Top 16 significantly differentially expressed proteins between all treatment groups. For each of the proteins the boxplots show protein expression on a log2−scale across all treatment groups. ANOVA-like testing was performed. Na⁺/H⁺ exchange regulatory cofactor 2 (SLC9A3R2), ferritin heavy chain (FTH1), fibronectin (FN1), ferritin light chain (FTL), eukaryotic translation initiation factor 5 (EIF5), heme oxygenase 1 (HMOX1), prolyl 4-hydroxylase subunit alpha-1 (P4HA1), neuropilin-1 (NRP1), tumor necrosis factor ligand superfamily member 4 (TNFSF4), hemoglobin subunit alpha (HBA1), serpin H1 (SERPINH1), receptor-type tyrosine-protein phosphatase beta (PTPRB), probable glutathione peroxidase 8 (GPX8), Ras-related protein Rab-5B (RAB5B), sorbin and SH3 domain-containing protein 2 (SORBS2), sequestosome-1 (SQSTM1).

Figure 4

Volcano plot of all tested proteins under SS or JQ1. (A) The volcano plot shows for all proteins the results of the contrast test between control with and without shear stress (SS). The x-axis shows the effect size (as log2 fold change), the y-axis shows significance (as −log10 (p−value)). The significant differentially expressed proteins are marked by color. Red proteins are upregulated in SS and blue proteins are downregulated. (B) The volcano plot shows the differential proteins in the contrast test between control and the JQ1 treatment group without SS. The significant differentially expressed proteins are marked by color. Red proteins are upregulated in JQ1, and blue proteins are downregulated.

Figure 5

Volcano plot of all tested proteins under JQ1 + TNFα and SS compared to TNFα and SS and heat maps of the results from a gene set variation analysis using GO-terms of the treatment groups. (A) The volcano plot shows for all proteins the results of the contrast test between the TNFα treatment group under shear stress (SS) and the TNFα + JQ1 treatment group under SS. The x-axis shows the effect size (as log2 fold change), the y-axis shows significance (as -log10 (p-value)). The significant differentially expressed proteins are marked by color. Red proteins are upregulated in TNFα + JQ1 and blue proteins are downregulated. (B) The central part of the heat map displays the gene set variation scores of the top 15 overrepresented gene ontology (GO) terms comparing control with JQ1 treatment without SS. The GO terms (rows) are ordered according to significance (the right panel shows p-values). The samples (columns) are ordered according to hierarchical clustering using the gene set variation scores. The top panel shows the clustering via a dendrogram, together with sample metadata.
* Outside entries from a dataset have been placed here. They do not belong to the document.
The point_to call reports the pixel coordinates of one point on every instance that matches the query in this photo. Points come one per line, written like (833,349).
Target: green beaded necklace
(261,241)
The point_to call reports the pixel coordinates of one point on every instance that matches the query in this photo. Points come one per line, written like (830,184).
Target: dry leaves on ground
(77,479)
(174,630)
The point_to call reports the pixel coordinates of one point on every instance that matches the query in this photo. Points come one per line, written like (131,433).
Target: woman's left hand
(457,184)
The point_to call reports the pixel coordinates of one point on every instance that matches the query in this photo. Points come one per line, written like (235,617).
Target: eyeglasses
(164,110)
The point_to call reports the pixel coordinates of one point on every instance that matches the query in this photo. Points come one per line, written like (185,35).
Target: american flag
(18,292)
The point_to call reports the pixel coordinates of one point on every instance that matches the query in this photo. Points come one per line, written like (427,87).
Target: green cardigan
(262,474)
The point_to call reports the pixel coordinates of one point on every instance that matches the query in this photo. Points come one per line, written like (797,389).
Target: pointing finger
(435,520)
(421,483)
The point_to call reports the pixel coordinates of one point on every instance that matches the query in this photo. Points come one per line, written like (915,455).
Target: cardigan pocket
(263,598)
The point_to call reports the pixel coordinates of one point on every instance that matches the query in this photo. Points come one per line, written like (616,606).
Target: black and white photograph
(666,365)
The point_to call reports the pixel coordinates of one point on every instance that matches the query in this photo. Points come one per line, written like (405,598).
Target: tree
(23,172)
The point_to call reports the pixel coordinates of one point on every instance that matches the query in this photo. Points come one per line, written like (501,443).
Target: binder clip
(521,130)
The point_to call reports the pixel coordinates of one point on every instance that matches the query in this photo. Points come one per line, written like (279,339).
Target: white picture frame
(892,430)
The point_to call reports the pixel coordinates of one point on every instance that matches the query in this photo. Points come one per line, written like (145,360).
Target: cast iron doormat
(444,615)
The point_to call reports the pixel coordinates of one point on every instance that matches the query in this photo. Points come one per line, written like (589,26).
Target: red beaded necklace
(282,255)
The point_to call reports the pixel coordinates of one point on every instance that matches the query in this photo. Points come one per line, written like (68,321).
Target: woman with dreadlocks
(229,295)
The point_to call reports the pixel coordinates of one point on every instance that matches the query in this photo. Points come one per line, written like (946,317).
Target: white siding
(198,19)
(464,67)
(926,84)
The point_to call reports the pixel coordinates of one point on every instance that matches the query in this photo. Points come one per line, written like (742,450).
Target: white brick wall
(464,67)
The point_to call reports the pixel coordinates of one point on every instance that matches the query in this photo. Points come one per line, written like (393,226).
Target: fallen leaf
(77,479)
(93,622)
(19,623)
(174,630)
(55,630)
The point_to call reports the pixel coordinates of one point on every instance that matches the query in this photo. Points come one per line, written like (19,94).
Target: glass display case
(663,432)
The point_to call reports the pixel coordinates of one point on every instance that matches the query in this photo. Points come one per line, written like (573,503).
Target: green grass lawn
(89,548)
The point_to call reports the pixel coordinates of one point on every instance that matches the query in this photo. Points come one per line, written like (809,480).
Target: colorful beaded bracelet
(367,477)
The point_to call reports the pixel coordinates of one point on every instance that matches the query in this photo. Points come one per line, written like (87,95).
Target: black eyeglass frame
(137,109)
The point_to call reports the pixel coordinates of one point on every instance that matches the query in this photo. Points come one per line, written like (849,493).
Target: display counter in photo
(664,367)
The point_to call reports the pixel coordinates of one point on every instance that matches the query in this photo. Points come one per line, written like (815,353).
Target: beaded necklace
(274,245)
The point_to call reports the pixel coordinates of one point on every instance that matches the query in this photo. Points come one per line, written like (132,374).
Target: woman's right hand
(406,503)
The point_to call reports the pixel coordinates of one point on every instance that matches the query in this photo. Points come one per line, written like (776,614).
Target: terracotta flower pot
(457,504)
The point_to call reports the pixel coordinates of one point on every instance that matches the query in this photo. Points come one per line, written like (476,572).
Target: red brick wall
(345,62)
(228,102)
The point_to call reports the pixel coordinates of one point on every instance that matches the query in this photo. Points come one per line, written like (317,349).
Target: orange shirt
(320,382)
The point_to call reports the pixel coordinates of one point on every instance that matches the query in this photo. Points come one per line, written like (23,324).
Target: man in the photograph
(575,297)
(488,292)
The groups separate well. The three significant GO terms “regulated exocytosis”, “response to wounding” and “cell activation” are downregulated under JQ1. (C) Comparing TNFα with TNFα + JQ1 under SS the top 15 significantly influenced GO terms are related to cell cycle, transcription, and catabolic state are enriched. The groups separate well. (D) Comparing all treatment groups together with and without SS, the enrichment of the respective GO-terms is most pronounced in groups treated with TNFα and JQ1 as well as TNFα irrespective of SS. These groups separate well. The control groups and the groups treated just with JQ1 show less distinctive enrichment.